Identity theft is a crime in which a person knowingly uses the personal identifying information that belongs to another person in an attempt to obtain property fraudulently without that person’s consent. Common situations that involve identity theft include the opening of a credit card account using someone else’s identifying information, running up the charges before the credit card is shut down, and evading the financial responsibility for it.

It also can be with any other application or any other transaction where is a person is trying to escape legal or financial responsibilities by using the information of somebody else, pretending to be someone else, whether it be in person or electronically. Overall the penalties for these acts are extremely serious and as such warrant attention from an identity theft defense attorney. A lawyer with experience dealing with these types of cases and assist both in building a strong defense and ensuring that all the various legal factors are taken into acount.

Consequences of a Conviction

There are two degrees of identity theft: first and second degree. The penalties for conviction of identity theft in the first degree, when the property that is obtained or is attempted to be obtained exceeds $1,000, can be up to 10 years in prison, a fine of up to twice the amount of the property obtained, or if there was any financial injury incurred by the victim, a $10,000 fine. Whichever is the greatest.

Second-degree identity theft is when the property has some value but does not exceed $1,000. The maximum penalty can be 180 days in jail if there is any value of property taken, financial injury, or if another person is falsely accused or arrested because someone else used their personal information to identify themselves as that person. In that situation, even if there is no financial injury, that person is still charged with identity theft.

Enhanced Penalties

There is an enhanced penalty for identity theft committed against someone who is 65 years old or older at the time of the offense. The fine can be increased by one-and-a-half times and the imprisonment term can be increased by one-and-a-half times.

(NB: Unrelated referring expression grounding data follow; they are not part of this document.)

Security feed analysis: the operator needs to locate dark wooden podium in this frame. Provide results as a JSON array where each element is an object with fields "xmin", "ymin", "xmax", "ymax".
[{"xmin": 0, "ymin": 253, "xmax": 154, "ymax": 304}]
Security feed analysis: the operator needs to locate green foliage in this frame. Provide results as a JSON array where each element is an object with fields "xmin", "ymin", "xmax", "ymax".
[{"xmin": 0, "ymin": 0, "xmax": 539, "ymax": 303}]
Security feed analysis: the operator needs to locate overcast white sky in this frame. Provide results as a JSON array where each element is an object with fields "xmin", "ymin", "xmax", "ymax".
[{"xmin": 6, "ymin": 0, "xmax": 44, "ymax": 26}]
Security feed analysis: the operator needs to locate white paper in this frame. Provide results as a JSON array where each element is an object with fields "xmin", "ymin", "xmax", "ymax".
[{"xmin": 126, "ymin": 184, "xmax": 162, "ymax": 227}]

If a person is convicted, they will have direct consequences from the court. Long after the penalties from the court expire, when an individual has a conviction for identity theft on their record, it can have a negative impact on that individual’s future attempts to secure employment and participation in certain programs.

Considering Plea Deals

In any criminal case, when the government’s evidence is very strong, the person charged might consider taking a plea deal depending on the individual circumstances of their case, their background, and the punishment the government seeks. If the government seeks particularly harsh penalties even through a plea deal, it might be completely understandable for a person charged to have no interest in accepting that harsh penalty.

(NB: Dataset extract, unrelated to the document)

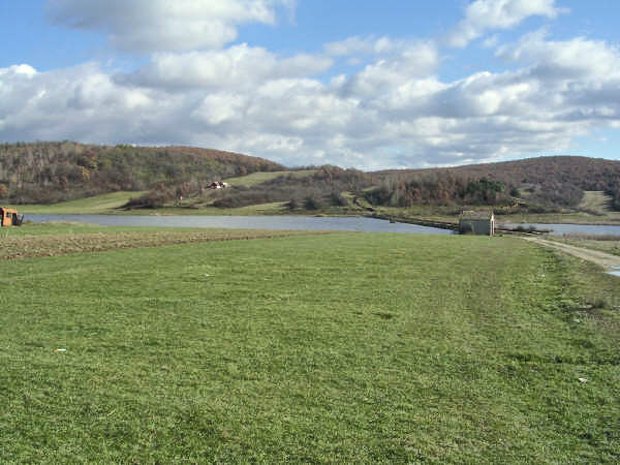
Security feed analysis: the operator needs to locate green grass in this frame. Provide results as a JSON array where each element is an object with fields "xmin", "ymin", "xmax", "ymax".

When there is a strong case against the person, it may be in their best interest to try to negotiate the punishment or the negative ramifications because the government may have the incentive to do so. While the government has vast resources to prosecute cases, they do not have limitless resources. Any time they can reach a resolution in the case they are satisfied with, rather than going to the time and expense of a trial, they might be motivated to negotiate the punishment.

Contacting an Attorney

A person charged with penalties for identity theft in DC must be up front and honest with their attorney about what happened and what evidence there might be so the attorney can make an honest evaluation and assessment of the best strategy going forward.